Monday, Dec. 24, 1951
Piping the Milk
Rome's Hospital of the Holy Ghost, one of Europe's oldest, is so full of medical antiquities that for centuries nobody paid much attention to a charming fresco in the administration building. Painted about 1550 by the Zucchi brothers, minor artists of the Raphael school, it shows a group of wet nurses feeding foundling children, while in one corner of the scene a plump, placid musician plays a ciaramella or shawm, a cousin of the oboe. This week the hospital's archivist, Professor Pietro de Angelis, was getting ready to publish a startling explanation of the musician's presence: he was there to stimulate the flow of milk.

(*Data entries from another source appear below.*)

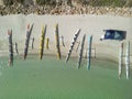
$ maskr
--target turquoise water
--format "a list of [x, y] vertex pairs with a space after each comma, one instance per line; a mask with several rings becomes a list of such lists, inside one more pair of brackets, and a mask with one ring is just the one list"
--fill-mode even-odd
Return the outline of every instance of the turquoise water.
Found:
[[84, 59], [77, 69], [77, 59], [36, 56], [14, 59], [0, 57], [0, 99], [132, 99], [132, 76], [118, 79], [118, 64], [92, 59], [87, 70]]

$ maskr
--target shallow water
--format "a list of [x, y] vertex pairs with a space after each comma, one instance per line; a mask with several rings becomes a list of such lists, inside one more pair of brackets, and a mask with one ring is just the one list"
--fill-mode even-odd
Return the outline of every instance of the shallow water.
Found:
[[77, 69], [77, 58], [16, 57], [13, 67], [0, 61], [0, 99], [132, 99], [132, 77], [118, 79], [116, 63], [92, 59], [87, 70], [86, 59]]

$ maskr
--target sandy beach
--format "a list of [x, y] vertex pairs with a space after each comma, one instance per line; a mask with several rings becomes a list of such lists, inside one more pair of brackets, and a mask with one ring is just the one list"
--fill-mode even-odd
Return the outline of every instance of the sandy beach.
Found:
[[[82, 15], [36, 15], [36, 14], [15, 14], [15, 15], [4, 15], [0, 16], [0, 55], [8, 55], [8, 30], [12, 30], [13, 43], [18, 43], [20, 54], [23, 54], [25, 36], [26, 36], [26, 25], [34, 23], [34, 28], [31, 34], [34, 41], [34, 50], [30, 52], [38, 54], [40, 38], [42, 25], [46, 24], [46, 37], [50, 38], [50, 50], [44, 51], [44, 54], [56, 55], [55, 46], [55, 24], [58, 23], [59, 36], [64, 36], [65, 47], [62, 45], [62, 55], [66, 56], [68, 53], [70, 43], [73, 41], [74, 34], [78, 29], [80, 29], [79, 37], [74, 47], [72, 56], [78, 56], [76, 52], [78, 42], [81, 41], [84, 34], [87, 35], [85, 42], [85, 51], [88, 47], [88, 36], [92, 35], [92, 48], [96, 48], [96, 57], [110, 59], [118, 62], [119, 58], [119, 46], [121, 42], [130, 41], [132, 48], [132, 18], [113, 16], [113, 15], [95, 15], [95, 14], [82, 14]], [[100, 41], [101, 35], [105, 33], [103, 30], [116, 29], [127, 31], [127, 40], [124, 41]], [[79, 47], [80, 48], [80, 47]], [[92, 51], [94, 52], [94, 51]], [[124, 47], [125, 52], [125, 47]], [[92, 54], [94, 55], [94, 54]], [[131, 52], [132, 55], [132, 52]], [[132, 63], [132, 58], [131, 58]]]

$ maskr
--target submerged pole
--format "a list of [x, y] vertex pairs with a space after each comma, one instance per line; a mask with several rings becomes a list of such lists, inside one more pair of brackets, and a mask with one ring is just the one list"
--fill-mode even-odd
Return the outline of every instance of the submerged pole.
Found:
[[57, 48], [57, 57], [58, 57], [58, 59], [61, 59], [58, 24], [55, 25], [55, 41], [56, 41], [56, 48]]
[[26, 32], [26, 38], [25, 38], [25, 47], [24, 47], [24, 59], [28, 56], [29, 42], [30, 42], [30, 36], [31, 36], [31, 33], [32, 33], [32, 30], [33, 30], [33, 25], [34, 24], [32, 24], [31, 29], [30, 29], [30, 24], [28, 25], [28, 32]]
[[32, 38], [32, 50], [34, 48], [34, 37]]
[[68, 62], [68, 59], [69, 59], [69, 57], [70, 57], [72, 51], [73, 51], [73, 48], [74, 48], [74, 45], [75, 45], [75, 43], [76, 43], [76, 41], [77, 41], [77, 37], [78, 37], [79, 33], [80, 33], [80, 29], [77, 30], [77, 32], [76, 32], [76, 34], [75, 34], [75, 36], [74, 36], [74, 40], [73, 40], [73, 42], [72, 42], [69, 52], [68, 52], [67, 57], [66, 57], [66, 63]]
[[81, 41], [81, 47], [80, 47], [80, 53], [79, 53], [79, 61], [78, 61], [78, 64], [77, 64], [78, 69], [80, 68], [80, 64], [81, 64], [82, 51], [84, 51], [84, 45], [85, 45], [85, 38], [86, 38], [86, 34], [84, 34], [82, 41]]
[[9, 66], [13, 66], [12, 30], [8, 31], [8, 35], [9, 35]]
[[119, 51], [119, 79], [122, 75], [122, 65], [123, 65], [123, 43], [121, 43], [120, 51]]
[[42, 35], [41, 35], [41, 44], [40, 44], [40, 59], [42, 59], [43, 57], [45, 34], [46, 34], [46, 25], [45, 26], [43, 25]]
[[90, 63], [91, 63], [91, 43], [92, 43], [92, 35], [88, 36], [88, 70], [90, 70]]
[[18, 51], [18, 43], [15, 42], [15, 52], [16, 54], [19, 54], [19, 51]]
[[65, 44], [64, 44], [64, 36], [62, 35], [62, 44], [63, 46], [65, 47]]
[[47, 50], [50, 48], [48, 45], [50, 45], [50, 38], [47, 37], [47, 38], [46, 38], [46, 48], [47, 48]]
[[76, 53], [77, 53], [77, 51], [78, 51], [78, 48], [79, 48], [79, 45], [80, 45], [80, 42], [78, 42], [78, 45], [77, 45], [77, 48], [76, 48]]
[[129, 76], [130, 76], [130, 41], [127, 42], [125, 74], [127, 74], [127, 79], [129, 79]]

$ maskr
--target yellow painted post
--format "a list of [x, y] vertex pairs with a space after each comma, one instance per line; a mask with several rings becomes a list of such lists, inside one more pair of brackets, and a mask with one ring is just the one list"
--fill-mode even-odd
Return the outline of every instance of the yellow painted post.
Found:
[[41, 35], [41, 44], [40, 44], [40, 59], [43, 57], [43, 51], [44, 51], [44, 40], [46, 34], [46, 25], [42, 26], [42, 35]]
[[55, 41], [56, 41], [56, 48], [57, 48], [57, 57], [61, 59], [58, 24], [55, 25]]
[[46, 38], [46, 48], [48, 50], [50, 47], [48, 47], [48, 44], [50, 44], [50, 38], [47, 37]]

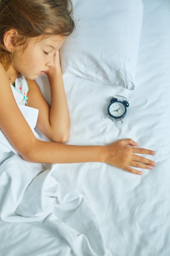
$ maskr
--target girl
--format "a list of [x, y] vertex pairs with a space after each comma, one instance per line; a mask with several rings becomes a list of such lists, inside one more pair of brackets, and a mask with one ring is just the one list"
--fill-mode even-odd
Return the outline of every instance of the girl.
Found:
[[[71, 5], [69, 0], [0, 1], [0, 128], [27, 161], [100, 162], [142, 174], [135, 167], [151, 169], [156, 164], [135, 153], [155, 153], [130, 146], [137, 145], [131, 139], [103, 146], [64, 144], [69, 138], [70, 119], [59, 49], [74, 28]], [[34, 80], [45, 73], [50, 84], [51, 106]], [[39, 110], [37, 126], [53, 142], [35, 137], [17, 103]]]

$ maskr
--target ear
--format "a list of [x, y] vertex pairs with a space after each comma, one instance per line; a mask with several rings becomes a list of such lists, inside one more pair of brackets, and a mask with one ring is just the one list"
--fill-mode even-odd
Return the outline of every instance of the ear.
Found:
[[6, 31], [4, 34], [4, 45], [7, 49], [9, 52], [14, 51], [17, 34], [17, 31], [12, 29]]

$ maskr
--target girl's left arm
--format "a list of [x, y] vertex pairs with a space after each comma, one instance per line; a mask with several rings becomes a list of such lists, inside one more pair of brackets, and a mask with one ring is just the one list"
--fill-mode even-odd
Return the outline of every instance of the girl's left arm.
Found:
[[55, 53], [54, 66], [46, 73], [51, 88], [51, 106], [44, 99], [36, 82], [29, 80], [27, 106], [39, 110], [38, 128], [52, 141], [64, 143], [69, 139], [70, 121], [59, 51]]

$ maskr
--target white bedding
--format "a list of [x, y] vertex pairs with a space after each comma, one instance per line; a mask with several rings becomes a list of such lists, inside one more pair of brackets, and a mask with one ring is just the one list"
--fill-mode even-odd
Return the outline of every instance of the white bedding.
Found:
[[[157, 166], [138, 176], [100, 163], [43, 165], [1, 153], [0, 256], [169, 255], [170, 2], [143, 2], [135, 90], [64, 74], [68, 143], [132, 138], [156, 152], [150, 157]], [[50, 101], [47, 78], [37, 80]], [[116, 95], [130, 101], [123, 124], [104, 118]]]

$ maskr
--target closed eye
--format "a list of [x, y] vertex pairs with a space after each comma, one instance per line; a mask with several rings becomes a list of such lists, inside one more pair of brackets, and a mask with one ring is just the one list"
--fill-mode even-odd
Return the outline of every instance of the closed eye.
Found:
[[49, 55], [49, 52], [45, 52], [45, 51], [43, 51], [44, 52], [44, 54], [46, 54], [46, 55]]

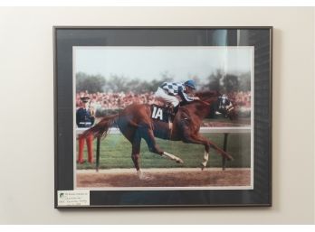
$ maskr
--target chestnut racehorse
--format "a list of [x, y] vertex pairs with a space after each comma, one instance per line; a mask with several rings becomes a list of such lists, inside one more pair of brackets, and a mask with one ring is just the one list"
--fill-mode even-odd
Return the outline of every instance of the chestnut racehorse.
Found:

Working back through the hospital's records, De Angelis found many references to the "beneficial influence of soft and melodious music on the flow of mothers' milk." A 13th Century miniature showed players wearing costumes and carrying bagpipes* marked with the hospital's emblem. These, De Angelis concluded, were used to make lactogenic music until the shawm replaced the bagpipe.
Besides stimulating the wet nurses' production, the music had another purpose, says De Angelis. As a result of their early conditioning, the foundlings soon developed musical aptitudes which won them places in papal choirs. One thing De Angelis cannot explain: why or when the hospital abandoned a practice which put it centuries ahead of the medical profession in the use of musical therapy.
*Not to be confused with the milk-curdling Scottish pipes. The medieval one-cane Italian pipe had not so shrill a timbre.